As researchers have realized the connection between glutamate/GABA balance and anxiety conditions, they have begun experimenting with NAC. Recently, it has been used to treat OCD, which is a complex anxiety disorder. Pathological gambling and compulsive hair-pulling can be improved with a simple and inexpensive nutritional supplement, according to researchers. Yale researchers are now conducting a placebo-controlled trial with patients whose OCD symptoms have not improved with other treatments in order to see if the supplement may help them as well.
GABA
GABA is a neurotransmitter that is responsible for calming down an overactive brain. GABA is available as a nutritional supplement without a prescription. Why isn’t it higher on our list of recommendations? If you consume it orally, a majority of it gets metabolized before it reaches the brain, so it isn’t as effective as you might believe. Some of GABA’s calming effects may occur throughout the body, not just in the brain. This is especially apparent with muscle relaxation. Some studies have found that this amino acid can be more effective than L-theanine at creating a relaxed alpha brainwave pattern in humans. It may also help boost immune function in people who have experienced stress.
The recommended dosage of GABA is 100-750 mg, taken three times per day. If drowsiness occurs, take it just at bedtime.
DHEA
DHEA is produced in the adrenal glands, where cortisol and adrenaline are also made. DHEA can be converted into testosterone and estrogen, and male levels of DHEA are typically higher than female levels. DHEA is a hormone that is being recommended by more and more physicians, especially for those over the age of 40 when levels of the hormone drop below normal. Some clinicians recommend doses up to 50 mg or more. This is a high dose and should only be used if the lower doses don’t work. To prevent the level from becoming too high, it can be monitored.
Taurine
Taurine is an amino acid that reduces the harmful effects of excess glutamate 8 and also increases glycine and GABA to calm the brain. You may be familiar with it, as it is added to some of the popular energy drinks, such as Red Bull. The manufacturers believe that taurine can help support people during periods of extreme exertion.

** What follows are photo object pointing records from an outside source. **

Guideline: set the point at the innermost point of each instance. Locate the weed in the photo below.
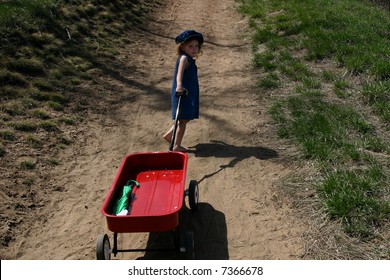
(34, 141)
(7, 135)
(28, 164)
(29, 66)
(2, 149)
(25, 125)
(49, 126)
(270, 81)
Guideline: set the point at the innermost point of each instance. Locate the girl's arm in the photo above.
(179, 78)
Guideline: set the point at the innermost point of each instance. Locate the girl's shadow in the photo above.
(220, 149)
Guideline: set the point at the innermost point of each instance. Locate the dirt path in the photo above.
(242, 214)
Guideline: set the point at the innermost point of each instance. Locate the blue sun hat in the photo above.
(189, 34)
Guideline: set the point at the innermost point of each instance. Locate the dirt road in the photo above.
(233, 155)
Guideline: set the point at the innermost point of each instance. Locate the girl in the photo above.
(185, 79)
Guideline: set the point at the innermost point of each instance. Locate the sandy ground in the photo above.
(234, 155)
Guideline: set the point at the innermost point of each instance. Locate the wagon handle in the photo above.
(180, 95)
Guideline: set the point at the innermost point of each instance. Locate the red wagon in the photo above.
(154, 205)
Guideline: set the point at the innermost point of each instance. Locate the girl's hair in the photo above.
(180, 51)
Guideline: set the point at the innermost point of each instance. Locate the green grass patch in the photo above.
(357, 198)
(292, 36)
(2, 150)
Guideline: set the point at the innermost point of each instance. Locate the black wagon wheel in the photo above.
(189, 245)
(103, 248)
(193, 195)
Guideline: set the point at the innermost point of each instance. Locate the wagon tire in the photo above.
(189, 246)
(193, 195)
(103, 248)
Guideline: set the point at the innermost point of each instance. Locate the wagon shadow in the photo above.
(220, 149)
(210, 236)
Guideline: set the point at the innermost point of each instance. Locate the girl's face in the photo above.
(191, 48)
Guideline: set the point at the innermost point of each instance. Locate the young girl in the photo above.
(185, 79)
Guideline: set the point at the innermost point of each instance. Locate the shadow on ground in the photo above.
(220, 149)
(210, 236)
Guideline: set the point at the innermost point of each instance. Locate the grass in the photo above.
(319, 54)
(49, 48)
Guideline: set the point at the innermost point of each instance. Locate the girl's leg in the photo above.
(179, 136)
(168, 134)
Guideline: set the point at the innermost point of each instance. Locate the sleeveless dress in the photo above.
(190, 103)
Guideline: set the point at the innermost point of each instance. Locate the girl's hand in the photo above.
(181, 91)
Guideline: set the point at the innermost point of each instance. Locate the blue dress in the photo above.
(190, 103)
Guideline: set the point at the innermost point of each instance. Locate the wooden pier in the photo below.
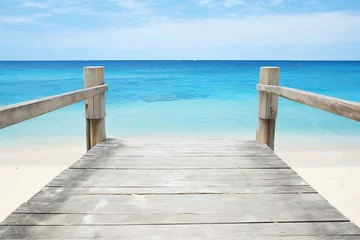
(178, 189)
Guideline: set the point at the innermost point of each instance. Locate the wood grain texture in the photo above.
(337, 106)
(268, 107)
(16, 113)
(212, 189)
(95, 107)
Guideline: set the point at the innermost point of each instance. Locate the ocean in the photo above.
(179, 98)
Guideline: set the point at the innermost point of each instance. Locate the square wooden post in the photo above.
(268, 106)
(95, 110)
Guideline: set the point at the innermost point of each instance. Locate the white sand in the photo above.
(332, 168)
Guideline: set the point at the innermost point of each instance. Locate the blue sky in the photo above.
(179, 29)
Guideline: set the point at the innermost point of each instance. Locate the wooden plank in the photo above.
(229, 237)
(177, 175)
(268, 104)
(200, 197)
(171, 183)
(262, 215)
(95, 109)
(52, 192)
(268, 107)
(337, 106)
(181, 163)
(95, 106)
(202, 231)
(182, 209)
(16, 113)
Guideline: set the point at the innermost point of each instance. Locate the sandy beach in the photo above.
(332, 168)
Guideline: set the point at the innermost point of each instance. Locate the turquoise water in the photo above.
(197, 98)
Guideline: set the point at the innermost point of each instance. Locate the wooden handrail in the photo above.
(333, 105)
(268, 104)
(16, 113)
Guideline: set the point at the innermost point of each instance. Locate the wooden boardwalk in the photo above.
(213, 189)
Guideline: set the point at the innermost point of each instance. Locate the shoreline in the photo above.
(331, 166)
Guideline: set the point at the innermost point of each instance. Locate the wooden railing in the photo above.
(93, 94)
(268, 104)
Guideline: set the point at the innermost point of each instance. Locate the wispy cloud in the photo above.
(16, 19)
(234, 3)
(31, 4)
(130, 4)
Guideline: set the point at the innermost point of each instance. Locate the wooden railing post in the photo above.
(94, 108)
(268, 105)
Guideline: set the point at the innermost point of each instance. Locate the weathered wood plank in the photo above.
(181, 209)
(95, 109)
(268, 107)
(203, 231)
(16, 113)
(53, 192)
(180, 163)
(177, 175)
(337, 106)
(247, 194)
(171, 183)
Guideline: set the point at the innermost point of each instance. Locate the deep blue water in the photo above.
(212, 98)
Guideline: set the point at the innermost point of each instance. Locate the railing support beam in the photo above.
(95, 110)
(268, 106)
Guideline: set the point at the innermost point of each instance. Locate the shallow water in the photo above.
(196, 98)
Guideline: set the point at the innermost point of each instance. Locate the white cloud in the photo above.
(129, 3)
(264, 30)
(232, 3)
(16, 19)
(30, 4)
(276, 2)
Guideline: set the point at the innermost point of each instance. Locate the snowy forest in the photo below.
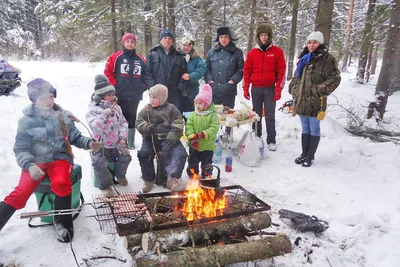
(357, 31)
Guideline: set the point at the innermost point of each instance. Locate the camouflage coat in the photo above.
(319, 78)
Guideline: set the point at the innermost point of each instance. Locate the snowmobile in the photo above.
(9, 77)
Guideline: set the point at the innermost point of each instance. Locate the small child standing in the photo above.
(201, 131)
(109, 126)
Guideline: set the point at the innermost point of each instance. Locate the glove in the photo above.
(108, 112)
(95, 146)
(193, 137)
(246, 94)
(194, 144)
(151, 128)
(166, 147)
(277, 95)
(122, 150)
(203, 135)
(35, 172)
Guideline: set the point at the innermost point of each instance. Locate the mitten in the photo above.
(151, 128)
(193, 137)
(277, 95)
(95, 146)
(203, 135)
(166, 146)
(35, 172)
(194, 144)
(246, 94)
(123, 150)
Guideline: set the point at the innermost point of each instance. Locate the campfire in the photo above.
(201, 226)
(202, 202)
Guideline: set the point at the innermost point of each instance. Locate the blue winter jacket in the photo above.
(40, 139)
(196, 70)
(224, 64)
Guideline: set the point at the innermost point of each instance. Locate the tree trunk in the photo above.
(374, 59)
(323, 21)
(219, 255)
(171, 16)
(348, 36)
(114, 26)
(147, 27)
(369, 61)
(171, 239)
(292, 44)
(251, 26)
(366, 43)
(389, 79)
(207, 39)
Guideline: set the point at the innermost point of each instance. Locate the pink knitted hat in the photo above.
(127, 36)
(205, 95)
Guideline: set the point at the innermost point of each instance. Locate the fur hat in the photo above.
(38, 87)
(126, 37)
(102, 88)
(160, 91)
(166, 32)
(205, 95)
(264, 28)
(224, 31)
(317, 36)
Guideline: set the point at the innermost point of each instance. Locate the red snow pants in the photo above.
(59, 173)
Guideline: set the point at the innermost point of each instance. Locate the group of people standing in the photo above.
(46, 132)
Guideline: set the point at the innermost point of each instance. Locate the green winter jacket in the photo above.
(319, 78)
(206, 121)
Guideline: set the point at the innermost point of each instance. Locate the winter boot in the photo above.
(305, 142)
(314, 141)
(122, 180)
(131, 138)
(147, 186)
(63, 224)
(6, 211)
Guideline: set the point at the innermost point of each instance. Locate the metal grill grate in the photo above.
(131, 213)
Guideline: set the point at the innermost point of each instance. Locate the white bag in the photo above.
(252, 150)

You should take taurine 500 mg once to three times every day. If it causes slight drowsiness, it may be taken at bedtime. It can also lower blood pressure, so be careful if you’re susceptible to hypotension or feeling lightheaded. It may be taken with or without food.
Inositol
Though inositol is technically not a vitamin since the body can produce it, it is often classified as a B vitamin. It is commonly known that taking this supplement can reduce general anxiety, panic, and OCD symptoms. A study found that inositol was just as effective as a popular antidepressant for panic disorder and participants tolerated it well at up to 18 grams per day.
In most cases, 1,500 mg of inositol is taken daily, even though higher doses have been used in studies. The occasional side effects of this medication are nausea, diarrhea, dizziness, fatigue, and headache. According to a recent report, inositol may actually worsen bipolar disorder. I, therefore, do not recommend its use for people suffering from this condition.

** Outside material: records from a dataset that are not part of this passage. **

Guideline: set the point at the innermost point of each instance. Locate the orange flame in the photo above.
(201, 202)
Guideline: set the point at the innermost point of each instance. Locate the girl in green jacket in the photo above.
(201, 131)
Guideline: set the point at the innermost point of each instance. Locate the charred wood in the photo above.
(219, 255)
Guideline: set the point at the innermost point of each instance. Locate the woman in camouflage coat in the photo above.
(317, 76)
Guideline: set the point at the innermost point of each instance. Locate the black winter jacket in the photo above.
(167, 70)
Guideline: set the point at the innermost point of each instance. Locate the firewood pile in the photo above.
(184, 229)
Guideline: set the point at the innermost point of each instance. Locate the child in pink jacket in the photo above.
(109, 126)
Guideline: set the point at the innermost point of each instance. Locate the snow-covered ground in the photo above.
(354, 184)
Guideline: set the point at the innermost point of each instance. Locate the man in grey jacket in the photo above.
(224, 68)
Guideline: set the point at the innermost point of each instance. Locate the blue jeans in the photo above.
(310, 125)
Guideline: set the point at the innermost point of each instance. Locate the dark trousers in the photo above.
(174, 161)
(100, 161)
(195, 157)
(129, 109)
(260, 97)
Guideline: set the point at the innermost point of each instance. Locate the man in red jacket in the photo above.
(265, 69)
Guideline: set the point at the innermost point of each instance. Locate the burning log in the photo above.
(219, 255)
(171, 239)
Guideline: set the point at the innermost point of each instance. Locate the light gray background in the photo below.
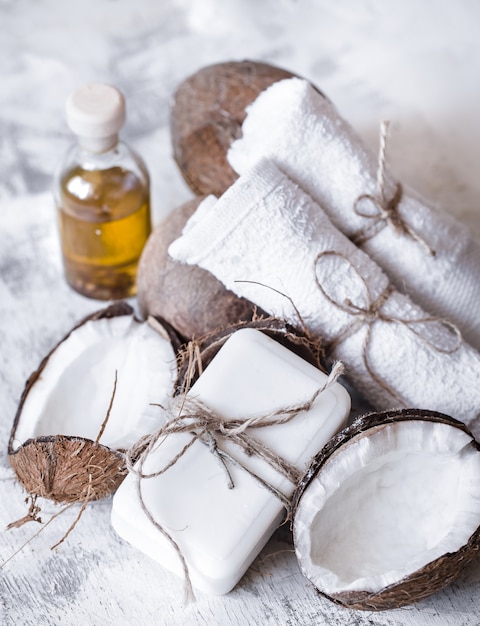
(415, 63)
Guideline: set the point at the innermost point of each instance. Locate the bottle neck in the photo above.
(97, 145)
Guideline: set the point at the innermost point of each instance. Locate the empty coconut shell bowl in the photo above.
(384, 509)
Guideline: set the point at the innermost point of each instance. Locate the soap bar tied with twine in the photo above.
(188, 415)
(267, 230)
(425, 252)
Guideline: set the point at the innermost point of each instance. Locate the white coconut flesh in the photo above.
(387, 504)
(73, 393)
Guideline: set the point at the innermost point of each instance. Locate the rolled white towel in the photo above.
(267, 230)
(302, 132)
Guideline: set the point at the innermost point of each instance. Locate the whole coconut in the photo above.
(189, 298)
(207, 115)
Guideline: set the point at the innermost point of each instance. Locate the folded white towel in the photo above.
(266, 229)
(305, 136)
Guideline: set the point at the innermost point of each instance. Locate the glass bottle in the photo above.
(102, 196)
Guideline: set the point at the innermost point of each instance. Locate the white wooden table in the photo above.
(416, 63)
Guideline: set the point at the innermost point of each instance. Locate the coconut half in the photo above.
(92, 397)
(389, 511)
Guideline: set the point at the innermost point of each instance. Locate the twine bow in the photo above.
(367, 316)
(385, 211)
(203, 424)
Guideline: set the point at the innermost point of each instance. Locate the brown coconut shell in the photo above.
(189, 298)
(207, 115)
(66, 468)
(429, 579)
(195, 356)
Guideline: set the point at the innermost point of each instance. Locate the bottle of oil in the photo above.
(102, 197)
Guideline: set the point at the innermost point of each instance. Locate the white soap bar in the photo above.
(219, 530)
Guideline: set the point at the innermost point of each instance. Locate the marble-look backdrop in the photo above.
(416, 63)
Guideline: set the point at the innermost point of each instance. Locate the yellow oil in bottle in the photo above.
(104, 222)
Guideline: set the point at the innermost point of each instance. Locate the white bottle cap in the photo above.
(96, 112)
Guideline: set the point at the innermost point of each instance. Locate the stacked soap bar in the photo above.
(220, 530)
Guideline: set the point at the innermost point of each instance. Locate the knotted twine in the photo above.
(193, 417)
(371, 313)
(386, 211)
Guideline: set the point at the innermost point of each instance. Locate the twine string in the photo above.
(385, 211)
(367, 316)
(203, 424)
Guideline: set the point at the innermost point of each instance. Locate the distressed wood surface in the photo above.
(374, 59)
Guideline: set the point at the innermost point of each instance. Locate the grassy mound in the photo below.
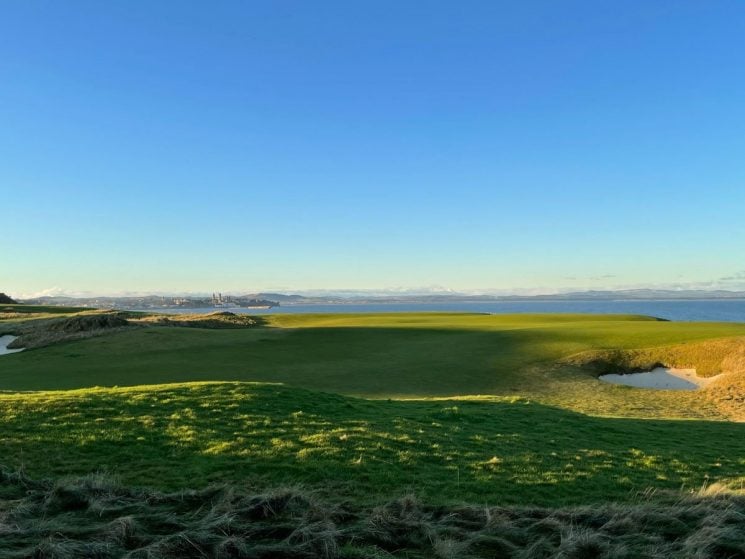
(42, 331)
(95, 517)
(480, 450)
(709, 358)
(222, 319)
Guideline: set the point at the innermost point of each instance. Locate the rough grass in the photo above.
(45, 330)
(724, 357)
(483, 450)
(95, 517)
(220, 319)
(37, 330)
(709, 358)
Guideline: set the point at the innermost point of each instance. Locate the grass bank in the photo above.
(488, 450)
(96, 517)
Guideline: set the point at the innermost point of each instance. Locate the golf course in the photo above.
(452, 410)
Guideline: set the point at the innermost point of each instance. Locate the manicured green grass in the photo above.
(520, 429)
(495, 451)
(385, 355)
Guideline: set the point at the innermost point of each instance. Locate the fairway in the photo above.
(452, 407)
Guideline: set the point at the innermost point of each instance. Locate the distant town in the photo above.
(269, 300)
(217, 301)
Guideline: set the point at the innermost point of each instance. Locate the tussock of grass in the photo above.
(221, 319)
(709, 358)
(495, 450)
(96, 517)
(44, 331)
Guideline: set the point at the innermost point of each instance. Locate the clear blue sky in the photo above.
(184, 146)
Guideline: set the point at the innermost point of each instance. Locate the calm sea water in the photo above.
(705, 310)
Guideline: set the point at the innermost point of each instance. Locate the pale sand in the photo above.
(661, 378)
(5, 342)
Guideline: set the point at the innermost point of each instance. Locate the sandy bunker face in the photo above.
(4, 342)
(661, 378)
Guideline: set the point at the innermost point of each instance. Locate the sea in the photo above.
(712, 310)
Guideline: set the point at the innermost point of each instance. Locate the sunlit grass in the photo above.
(496, 450)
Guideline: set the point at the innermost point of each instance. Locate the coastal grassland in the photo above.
(392, 435)
(480, 450)
(407, 355)
(93, 516)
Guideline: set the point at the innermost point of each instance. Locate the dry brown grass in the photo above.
(211, 320)
(41, 332)
(709, 358)
(95, 517)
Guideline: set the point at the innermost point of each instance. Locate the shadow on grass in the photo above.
(370, 361)
(501, 451)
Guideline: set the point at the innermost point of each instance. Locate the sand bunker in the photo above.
(661, 378)
(5, 342)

Ingestible supplements If you are already taking medication, be sure to speak to your doctor before adding any ingestible supplements to your regime. If you are thinking about stopping your medication, always talk to your doctor first. They will be able to help you safely decrease your dosage.

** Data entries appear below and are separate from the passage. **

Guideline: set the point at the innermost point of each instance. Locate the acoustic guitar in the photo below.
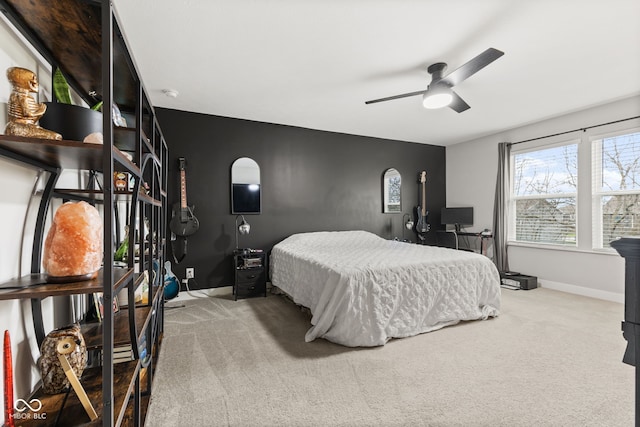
(422, 226)
(183, 222)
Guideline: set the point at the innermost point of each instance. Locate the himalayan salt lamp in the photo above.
(73, 248)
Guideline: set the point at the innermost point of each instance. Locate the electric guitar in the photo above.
(422, 226)
(183, 222)
(171, 285)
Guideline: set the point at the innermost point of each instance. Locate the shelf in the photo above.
(63, 154)
(69, 33)
(84, 39)
(98, 196)
(36, 286)
(92, 332)
(66, 410)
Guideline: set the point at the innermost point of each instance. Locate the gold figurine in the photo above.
(24, 111)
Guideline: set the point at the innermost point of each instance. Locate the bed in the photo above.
(363, 290)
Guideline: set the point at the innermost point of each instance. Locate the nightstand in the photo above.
(250, 273)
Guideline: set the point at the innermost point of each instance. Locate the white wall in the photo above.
(471, 180)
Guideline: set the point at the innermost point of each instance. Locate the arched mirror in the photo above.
(245, 186)
(391, 191)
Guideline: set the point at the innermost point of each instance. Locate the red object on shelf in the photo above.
(8, 382)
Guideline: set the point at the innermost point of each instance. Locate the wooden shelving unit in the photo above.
(84, 39)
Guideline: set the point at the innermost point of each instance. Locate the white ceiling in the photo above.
(313, 63)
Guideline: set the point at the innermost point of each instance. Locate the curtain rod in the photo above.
(575, 130)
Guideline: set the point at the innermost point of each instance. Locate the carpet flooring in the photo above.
(549, 359)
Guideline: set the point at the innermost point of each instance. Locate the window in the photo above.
(583, 193)
(544, 195)
(616, 188)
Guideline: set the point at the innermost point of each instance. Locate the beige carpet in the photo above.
(550, 359)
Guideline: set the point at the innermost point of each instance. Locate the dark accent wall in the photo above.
(311, 181)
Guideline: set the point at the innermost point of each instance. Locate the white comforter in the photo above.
(364, 290)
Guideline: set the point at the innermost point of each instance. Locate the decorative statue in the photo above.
(69, 343)
(24, 111)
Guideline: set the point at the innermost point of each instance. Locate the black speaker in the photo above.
(523, 281)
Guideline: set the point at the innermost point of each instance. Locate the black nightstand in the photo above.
(250, 273)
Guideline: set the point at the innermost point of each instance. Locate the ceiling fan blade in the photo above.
(389, 98)
(457, 104)
(470, 68)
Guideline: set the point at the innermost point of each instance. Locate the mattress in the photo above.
(363, 290)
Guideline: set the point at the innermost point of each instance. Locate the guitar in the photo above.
(183, 222)
(422, 226)
(171, 284)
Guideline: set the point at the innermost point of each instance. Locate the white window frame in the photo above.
(588, 234)
(597, 193)
(514, 199)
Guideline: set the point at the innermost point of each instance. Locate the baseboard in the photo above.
(579, 290)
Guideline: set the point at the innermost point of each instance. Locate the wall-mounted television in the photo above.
(457, 217)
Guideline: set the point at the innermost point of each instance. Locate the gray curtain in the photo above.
(500, 207)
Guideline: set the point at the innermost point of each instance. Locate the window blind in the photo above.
(544, 195)
(616, 188)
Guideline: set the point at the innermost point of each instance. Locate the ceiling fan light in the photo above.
(433, 99)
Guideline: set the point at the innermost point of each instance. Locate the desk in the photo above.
(485, 238)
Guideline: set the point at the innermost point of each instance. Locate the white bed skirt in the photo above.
(363, 290)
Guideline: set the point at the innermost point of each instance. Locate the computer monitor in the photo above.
(456, 216)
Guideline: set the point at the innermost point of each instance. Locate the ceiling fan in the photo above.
(439, 93)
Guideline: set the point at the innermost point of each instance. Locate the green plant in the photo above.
(63, 93)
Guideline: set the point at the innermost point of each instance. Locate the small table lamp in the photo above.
(243, 228)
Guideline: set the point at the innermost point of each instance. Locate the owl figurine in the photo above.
(69, 342)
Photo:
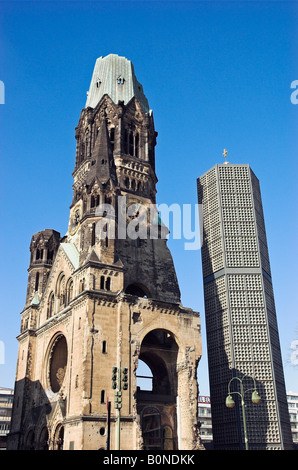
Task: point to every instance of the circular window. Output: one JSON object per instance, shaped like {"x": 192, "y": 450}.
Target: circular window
{"x": 58, "y": 363}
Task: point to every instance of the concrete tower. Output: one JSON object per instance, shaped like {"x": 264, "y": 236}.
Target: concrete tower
{"x": 105, "y": 297}
{"x": 242, "y": 333}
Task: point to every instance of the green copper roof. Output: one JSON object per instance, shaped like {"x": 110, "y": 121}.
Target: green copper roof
{"x": 114, "y": 75}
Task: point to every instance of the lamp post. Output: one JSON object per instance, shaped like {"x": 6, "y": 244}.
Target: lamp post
{"x": 255, "y": 398}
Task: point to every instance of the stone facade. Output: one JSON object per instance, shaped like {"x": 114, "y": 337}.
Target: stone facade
{"x": 96, "y": 301}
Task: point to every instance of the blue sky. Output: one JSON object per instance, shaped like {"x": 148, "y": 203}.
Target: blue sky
{"x": 217, "y": 75}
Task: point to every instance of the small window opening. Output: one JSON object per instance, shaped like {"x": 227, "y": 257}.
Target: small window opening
{"x": 36, "y": 281}
{"x": 93, "y": 235}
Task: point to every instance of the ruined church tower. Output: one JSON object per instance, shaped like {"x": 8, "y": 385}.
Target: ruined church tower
{"x": 101, "y": 300}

A few final words about anxiety…
Anxiety affects people in different ways and can be caused by different things, both past and present experiences. Fortunately, there is help available to understand and manage anxiety. The hardest part is recognizing it in the first place.
We hope that this article has been helpful in answering any questions you may have had about anxiety and provides a good starting point for dealing with anxiety.